Circulatory Overload
Excess IV fluid leading to hypertension, dyspnea, crackles, JVD.
Passive ROM
Nurse moves client’s joints through range to maintain mobility.
Logrolling
Turning the client while keeping spinal alignment, often after spinal surgery.
Gait Belt
Safety device placed around waist to assist with ambulation or transfer.
Sim’s Position
Semi-prone; client on left side with right knee flexed for enema or rectal exam.
Fowler’s Position
Head of bed elevated 45–60 degrees to improve ventilation.
Active ROM
Client performs joint movements independently to maintain strength.
Thrombophlebitis
Inflammation and clot of a vein, prevention includes leg exercises and TED stockings.
Nursing Process
Systematic method of assessment, diagnosis, planning, implementation, evaluation (ADPIE).
Primary Data Source
Information provided directly by the client.
Subjective Data
Symptoms or feelings reported by the client.
Objective Data
Observable, measurable signs obtained by nurse.
SMART Goal
Client outcome that is Specific, Measurable, Achievable, Realistic, Time-limited.
Clear Liquid Diet
Fluids that are transparent and leave no residue (broth, gelatin).
Full Liquid Diet
Clear liquids plus dairy products, pudding, and cream soups.

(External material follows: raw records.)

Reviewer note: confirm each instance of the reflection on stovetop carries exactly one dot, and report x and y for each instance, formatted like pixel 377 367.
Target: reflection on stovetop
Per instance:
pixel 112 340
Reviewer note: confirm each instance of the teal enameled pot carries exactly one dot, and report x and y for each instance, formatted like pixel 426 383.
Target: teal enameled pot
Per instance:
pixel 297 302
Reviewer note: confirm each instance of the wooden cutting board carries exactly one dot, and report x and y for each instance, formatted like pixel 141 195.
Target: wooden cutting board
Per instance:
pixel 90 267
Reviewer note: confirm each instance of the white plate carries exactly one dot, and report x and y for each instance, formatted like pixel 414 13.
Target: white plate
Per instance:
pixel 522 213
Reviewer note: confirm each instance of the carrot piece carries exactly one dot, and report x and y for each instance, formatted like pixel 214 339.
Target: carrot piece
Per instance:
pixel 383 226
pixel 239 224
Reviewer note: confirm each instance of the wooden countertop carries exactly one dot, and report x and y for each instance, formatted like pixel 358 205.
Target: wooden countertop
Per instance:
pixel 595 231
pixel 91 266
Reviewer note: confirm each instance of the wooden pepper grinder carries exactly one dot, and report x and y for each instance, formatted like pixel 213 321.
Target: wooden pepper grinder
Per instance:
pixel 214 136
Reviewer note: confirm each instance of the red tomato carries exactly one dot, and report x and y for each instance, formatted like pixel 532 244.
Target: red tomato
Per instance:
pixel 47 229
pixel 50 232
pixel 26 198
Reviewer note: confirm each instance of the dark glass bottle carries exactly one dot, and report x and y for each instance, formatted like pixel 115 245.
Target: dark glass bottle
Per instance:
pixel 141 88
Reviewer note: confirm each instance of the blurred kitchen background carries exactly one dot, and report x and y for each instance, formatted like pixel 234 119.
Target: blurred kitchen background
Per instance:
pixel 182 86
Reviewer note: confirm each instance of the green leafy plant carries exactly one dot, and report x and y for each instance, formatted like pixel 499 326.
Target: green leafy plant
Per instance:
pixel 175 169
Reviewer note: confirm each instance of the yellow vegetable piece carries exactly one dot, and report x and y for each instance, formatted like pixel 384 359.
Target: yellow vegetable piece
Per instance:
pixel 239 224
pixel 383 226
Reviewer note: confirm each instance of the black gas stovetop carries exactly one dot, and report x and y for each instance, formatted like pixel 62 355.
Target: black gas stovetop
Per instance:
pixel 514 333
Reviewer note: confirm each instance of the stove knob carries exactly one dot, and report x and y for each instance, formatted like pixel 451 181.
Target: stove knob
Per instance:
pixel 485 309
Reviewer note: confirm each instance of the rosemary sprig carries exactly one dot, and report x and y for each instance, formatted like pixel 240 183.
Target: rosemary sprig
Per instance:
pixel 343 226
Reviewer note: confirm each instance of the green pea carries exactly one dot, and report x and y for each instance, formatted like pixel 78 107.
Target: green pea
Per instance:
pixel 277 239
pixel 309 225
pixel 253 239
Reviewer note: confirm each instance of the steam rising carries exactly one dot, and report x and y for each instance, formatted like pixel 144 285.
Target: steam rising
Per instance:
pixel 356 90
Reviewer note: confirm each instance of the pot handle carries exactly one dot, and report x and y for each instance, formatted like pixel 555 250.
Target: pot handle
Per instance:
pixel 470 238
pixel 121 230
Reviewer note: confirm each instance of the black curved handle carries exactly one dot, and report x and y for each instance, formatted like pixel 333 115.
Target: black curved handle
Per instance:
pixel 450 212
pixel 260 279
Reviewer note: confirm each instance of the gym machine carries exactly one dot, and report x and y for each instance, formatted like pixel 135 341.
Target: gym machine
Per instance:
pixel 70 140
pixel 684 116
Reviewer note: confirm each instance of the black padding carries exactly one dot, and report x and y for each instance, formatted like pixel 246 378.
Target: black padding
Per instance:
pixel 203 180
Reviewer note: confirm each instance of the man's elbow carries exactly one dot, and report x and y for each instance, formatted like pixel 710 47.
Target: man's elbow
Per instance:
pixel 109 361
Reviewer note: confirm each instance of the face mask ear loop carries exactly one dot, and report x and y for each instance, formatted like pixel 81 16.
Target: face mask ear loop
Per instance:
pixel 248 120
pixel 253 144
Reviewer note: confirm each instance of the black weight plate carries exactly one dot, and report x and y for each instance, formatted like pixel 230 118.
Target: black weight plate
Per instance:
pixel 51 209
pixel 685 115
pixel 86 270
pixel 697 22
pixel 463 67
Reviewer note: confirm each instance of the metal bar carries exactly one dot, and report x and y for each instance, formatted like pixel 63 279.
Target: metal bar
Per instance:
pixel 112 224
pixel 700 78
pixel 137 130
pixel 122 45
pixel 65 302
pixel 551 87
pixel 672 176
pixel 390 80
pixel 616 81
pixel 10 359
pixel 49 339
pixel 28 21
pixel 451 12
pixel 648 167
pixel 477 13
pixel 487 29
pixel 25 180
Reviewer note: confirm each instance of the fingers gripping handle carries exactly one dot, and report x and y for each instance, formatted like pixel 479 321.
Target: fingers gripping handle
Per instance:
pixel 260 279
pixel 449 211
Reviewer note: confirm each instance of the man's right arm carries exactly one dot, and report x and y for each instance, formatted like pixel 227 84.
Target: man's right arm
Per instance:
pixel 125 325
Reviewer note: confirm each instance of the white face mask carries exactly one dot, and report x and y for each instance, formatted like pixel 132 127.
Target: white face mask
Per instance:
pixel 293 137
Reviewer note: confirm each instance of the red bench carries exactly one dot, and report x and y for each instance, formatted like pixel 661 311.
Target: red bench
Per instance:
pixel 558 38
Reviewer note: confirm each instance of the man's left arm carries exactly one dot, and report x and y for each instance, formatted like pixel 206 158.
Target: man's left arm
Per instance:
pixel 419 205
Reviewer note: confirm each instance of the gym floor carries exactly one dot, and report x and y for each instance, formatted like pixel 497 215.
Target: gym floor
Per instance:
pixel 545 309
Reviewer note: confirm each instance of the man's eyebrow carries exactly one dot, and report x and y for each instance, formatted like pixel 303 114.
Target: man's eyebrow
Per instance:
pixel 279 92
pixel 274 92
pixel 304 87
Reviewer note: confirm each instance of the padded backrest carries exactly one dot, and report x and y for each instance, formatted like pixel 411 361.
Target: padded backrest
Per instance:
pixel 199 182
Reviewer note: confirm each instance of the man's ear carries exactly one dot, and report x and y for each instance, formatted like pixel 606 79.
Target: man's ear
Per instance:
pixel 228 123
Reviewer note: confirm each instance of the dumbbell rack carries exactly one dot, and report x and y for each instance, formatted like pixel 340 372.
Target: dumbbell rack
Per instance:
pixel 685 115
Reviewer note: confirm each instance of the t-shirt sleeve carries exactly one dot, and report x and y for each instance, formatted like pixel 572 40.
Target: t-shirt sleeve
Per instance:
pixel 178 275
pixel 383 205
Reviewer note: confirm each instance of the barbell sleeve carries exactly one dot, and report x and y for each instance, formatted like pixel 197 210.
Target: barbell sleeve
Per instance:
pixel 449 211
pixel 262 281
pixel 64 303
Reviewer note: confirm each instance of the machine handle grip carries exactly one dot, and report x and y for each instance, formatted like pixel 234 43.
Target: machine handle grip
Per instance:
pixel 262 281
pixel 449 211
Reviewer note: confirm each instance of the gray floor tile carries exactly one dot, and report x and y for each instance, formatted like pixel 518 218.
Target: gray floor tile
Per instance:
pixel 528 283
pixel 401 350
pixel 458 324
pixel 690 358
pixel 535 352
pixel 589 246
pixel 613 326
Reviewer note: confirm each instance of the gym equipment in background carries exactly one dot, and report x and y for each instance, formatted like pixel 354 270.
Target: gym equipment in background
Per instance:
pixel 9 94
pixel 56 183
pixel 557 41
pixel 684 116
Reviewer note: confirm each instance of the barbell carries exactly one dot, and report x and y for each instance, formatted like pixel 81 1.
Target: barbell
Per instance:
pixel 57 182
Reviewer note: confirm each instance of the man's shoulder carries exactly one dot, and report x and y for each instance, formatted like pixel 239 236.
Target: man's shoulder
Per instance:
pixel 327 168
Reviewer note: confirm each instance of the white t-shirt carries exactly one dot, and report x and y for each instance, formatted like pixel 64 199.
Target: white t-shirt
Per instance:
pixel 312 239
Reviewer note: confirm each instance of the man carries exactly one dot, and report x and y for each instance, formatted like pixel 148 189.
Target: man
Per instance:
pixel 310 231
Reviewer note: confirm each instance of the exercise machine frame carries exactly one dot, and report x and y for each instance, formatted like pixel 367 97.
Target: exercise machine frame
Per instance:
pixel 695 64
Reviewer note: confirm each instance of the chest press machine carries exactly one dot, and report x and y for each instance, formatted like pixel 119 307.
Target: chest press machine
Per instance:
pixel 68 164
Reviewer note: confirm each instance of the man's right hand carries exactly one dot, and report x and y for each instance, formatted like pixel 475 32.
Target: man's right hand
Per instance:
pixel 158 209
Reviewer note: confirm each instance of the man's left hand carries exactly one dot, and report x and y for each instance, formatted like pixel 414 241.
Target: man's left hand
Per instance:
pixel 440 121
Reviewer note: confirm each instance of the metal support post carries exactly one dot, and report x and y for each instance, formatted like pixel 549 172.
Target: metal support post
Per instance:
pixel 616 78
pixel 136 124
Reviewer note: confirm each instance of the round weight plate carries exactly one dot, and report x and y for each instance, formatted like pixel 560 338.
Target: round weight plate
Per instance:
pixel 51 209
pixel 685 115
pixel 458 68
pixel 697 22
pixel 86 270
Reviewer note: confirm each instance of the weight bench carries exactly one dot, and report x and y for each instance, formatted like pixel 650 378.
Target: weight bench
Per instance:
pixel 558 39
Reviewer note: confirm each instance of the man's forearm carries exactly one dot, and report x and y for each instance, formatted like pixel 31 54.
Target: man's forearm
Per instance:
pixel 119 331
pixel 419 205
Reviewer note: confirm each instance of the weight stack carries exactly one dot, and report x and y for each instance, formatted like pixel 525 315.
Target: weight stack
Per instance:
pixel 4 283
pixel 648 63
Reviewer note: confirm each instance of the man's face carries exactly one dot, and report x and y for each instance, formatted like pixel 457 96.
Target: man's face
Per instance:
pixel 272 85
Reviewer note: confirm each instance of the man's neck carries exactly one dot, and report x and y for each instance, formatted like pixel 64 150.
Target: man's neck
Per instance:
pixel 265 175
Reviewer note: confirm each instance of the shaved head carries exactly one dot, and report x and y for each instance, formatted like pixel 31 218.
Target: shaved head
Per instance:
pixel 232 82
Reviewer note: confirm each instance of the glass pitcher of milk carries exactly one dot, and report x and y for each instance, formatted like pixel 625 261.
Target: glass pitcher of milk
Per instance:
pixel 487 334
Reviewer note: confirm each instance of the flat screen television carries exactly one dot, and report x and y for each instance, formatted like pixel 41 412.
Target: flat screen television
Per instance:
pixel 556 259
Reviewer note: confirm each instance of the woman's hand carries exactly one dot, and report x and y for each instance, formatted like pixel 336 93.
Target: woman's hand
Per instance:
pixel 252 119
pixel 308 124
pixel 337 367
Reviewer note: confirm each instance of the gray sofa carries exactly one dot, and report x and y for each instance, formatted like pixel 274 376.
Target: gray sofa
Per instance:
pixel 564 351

Parenteral Nutrition (TPN)
IV infusion of nutrients through central line when GI tract unusable.
Aspiration Precautions
Elevate HOB, thicken liquids, tuck chin when swallowing to prevent pneumonia.
Sputum Specimen
Expectorated or suctioned respiratory secretions collected for culture.
Chest Physiotherapy
Percussion, vibration, postural drainage to mobilize secretions.
Hypoxia Early Signs
Restlessness, tachycardia, anxiety, and hypertension.
Pulse Oximetry
Noninvasive measurement of arterial oxygen saturation; normal 95-100%.
Non-Rebreather Mask
Delivers 60-90% O₂ with reservoir bag that must remain inflated.
Opioid Analgesic
Morphine-like medication that binds mu/kappa receptors to relieve severe pain.
Patient-Controlled Analgesia (PCA)
Client-activated IV pump delivering preset opioid doses with lockout.
Non-Opioid Analgesic
NSAIDs or acetaminophen for mild-moderate pain and fever reduction.
Adjuvant Analgesic
Medication (e.g., antidepressant, anticonvulsant) enhancing pain control for neuropathic pain.
Pain Tolerance
Maximum pain a person is willing to endure before seeking relief.
Numeric Pain Scale
Client rates pain from 0 (no pain) to 10 (worst).
Restraint
Physical or chemical device that limits client movement; requires ongoing assessment and order renewal.
RACE
Fire response mnemonic: Rescue, Alarm, Contain, Extinguish/Evacuate.
PASS
Fire extinguisher use: Pull pin, Aim, Squeeze, Sweep.
Fall Risk Factors
History of falls, age >65, gait deficit, confusion, incontinence, polypharmacy.